On the surface, this seems to be an innocuous and even positive comment. But, all the ED patient hears is: “You don’t look emaciated enough to have an ED. So therefore, you are fat.” Clearly, this is not what the speaker intended, but someone with an ED has a very distorted view of themselves and how others perceive him or her. It’s important to remember that people with EDs come in all shapes and sizes and it really isn’t possible to determine the severity of someone’s ED just by looking at him or her.

2) “I can’t believe how fat I’ve gotten! That’s it, no more carbs ‘til Christmas!”

I can’t tell you how many times my patients tell me that one of their parents has uttered the above. A parent might think that since the comment is about himself or herself, it shouldn’t be triggering to the child. This is incorrect. Kids learn by example and if they hear you talk badly about yourself and be critical of your body, they will think it’s okay for them to talk badly about themselves and criticize their bodies. This just fuels the ED even more.
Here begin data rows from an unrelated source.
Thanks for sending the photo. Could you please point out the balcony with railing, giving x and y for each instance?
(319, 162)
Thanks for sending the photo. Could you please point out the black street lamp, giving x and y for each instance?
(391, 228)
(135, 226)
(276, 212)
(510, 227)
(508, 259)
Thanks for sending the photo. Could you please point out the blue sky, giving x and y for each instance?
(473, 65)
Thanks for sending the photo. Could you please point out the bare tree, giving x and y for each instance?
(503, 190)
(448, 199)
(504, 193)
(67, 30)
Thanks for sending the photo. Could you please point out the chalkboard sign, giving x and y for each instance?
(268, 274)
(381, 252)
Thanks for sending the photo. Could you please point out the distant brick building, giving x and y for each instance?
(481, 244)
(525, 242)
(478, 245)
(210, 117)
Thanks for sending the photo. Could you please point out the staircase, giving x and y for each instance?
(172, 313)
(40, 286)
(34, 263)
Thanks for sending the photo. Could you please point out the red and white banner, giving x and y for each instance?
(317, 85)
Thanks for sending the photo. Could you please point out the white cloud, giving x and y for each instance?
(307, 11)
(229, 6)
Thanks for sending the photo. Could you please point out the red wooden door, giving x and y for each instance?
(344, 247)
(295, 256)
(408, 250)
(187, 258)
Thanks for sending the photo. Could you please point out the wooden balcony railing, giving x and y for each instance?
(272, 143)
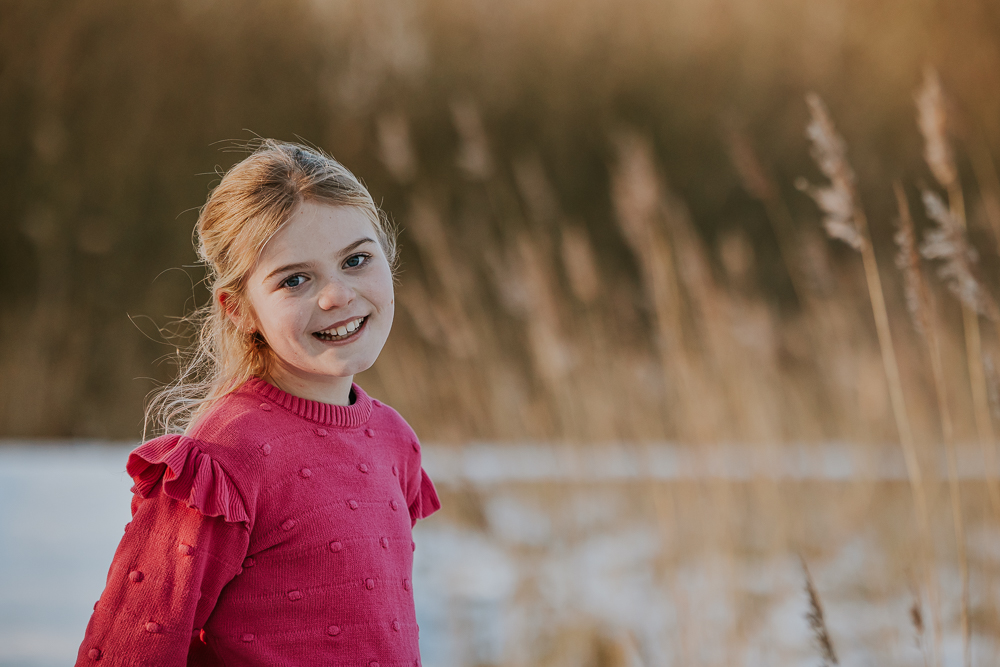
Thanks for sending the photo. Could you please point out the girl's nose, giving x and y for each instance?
(335, 294)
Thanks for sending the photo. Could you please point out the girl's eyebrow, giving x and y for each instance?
(302, 265)
(356, 244)
(286, 267)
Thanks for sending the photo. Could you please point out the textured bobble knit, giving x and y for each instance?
(277, 533)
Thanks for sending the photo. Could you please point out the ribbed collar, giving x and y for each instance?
(355, 414)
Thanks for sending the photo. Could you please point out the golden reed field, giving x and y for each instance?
(766, 226)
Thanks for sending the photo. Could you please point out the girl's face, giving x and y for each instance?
(321, 295)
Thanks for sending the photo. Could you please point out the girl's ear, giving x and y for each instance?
(235, 314)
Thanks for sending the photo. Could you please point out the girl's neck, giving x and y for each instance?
(332, 390)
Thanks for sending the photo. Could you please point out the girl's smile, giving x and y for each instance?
(321, 297)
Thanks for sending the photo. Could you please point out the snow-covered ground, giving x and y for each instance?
(545, 555)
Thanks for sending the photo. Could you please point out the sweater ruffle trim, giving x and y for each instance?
(189, 475)
(426, 502)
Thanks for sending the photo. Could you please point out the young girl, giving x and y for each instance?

3) “I know she needs to gain weight to be healthy. But we don’t want her to gain too much weight, right?”

Yes, I have heard these words from a number of parents and in front of their kid, no less. Weight gain is often a requirement in the recovery for anorexia nervosa. But weight isn’t the only factor that needs to be measured. Vital signs such as heart rate and blood pressure both lying down and standing up are very important indicators of health. Other measures of health include blood tests to look at nutrition status, whether or not a menstruating female has lost their period, and bone density. EDs take a toll on the entire body, not just weight. By keeping the focus on weight, we are fueling the idea that weight is the end all and be all. This is just not true.

Obviously, none of the above comments are meant to be malicious – we all want the best for our loved ones. But, it’s important to think about how your comment might be perceived by your son/daughter/sister/friend. We can’t edit ourselves every minute of every day, but by being aware of your words, you could spare your loved one (and yourself) a lot of unnecessary grief.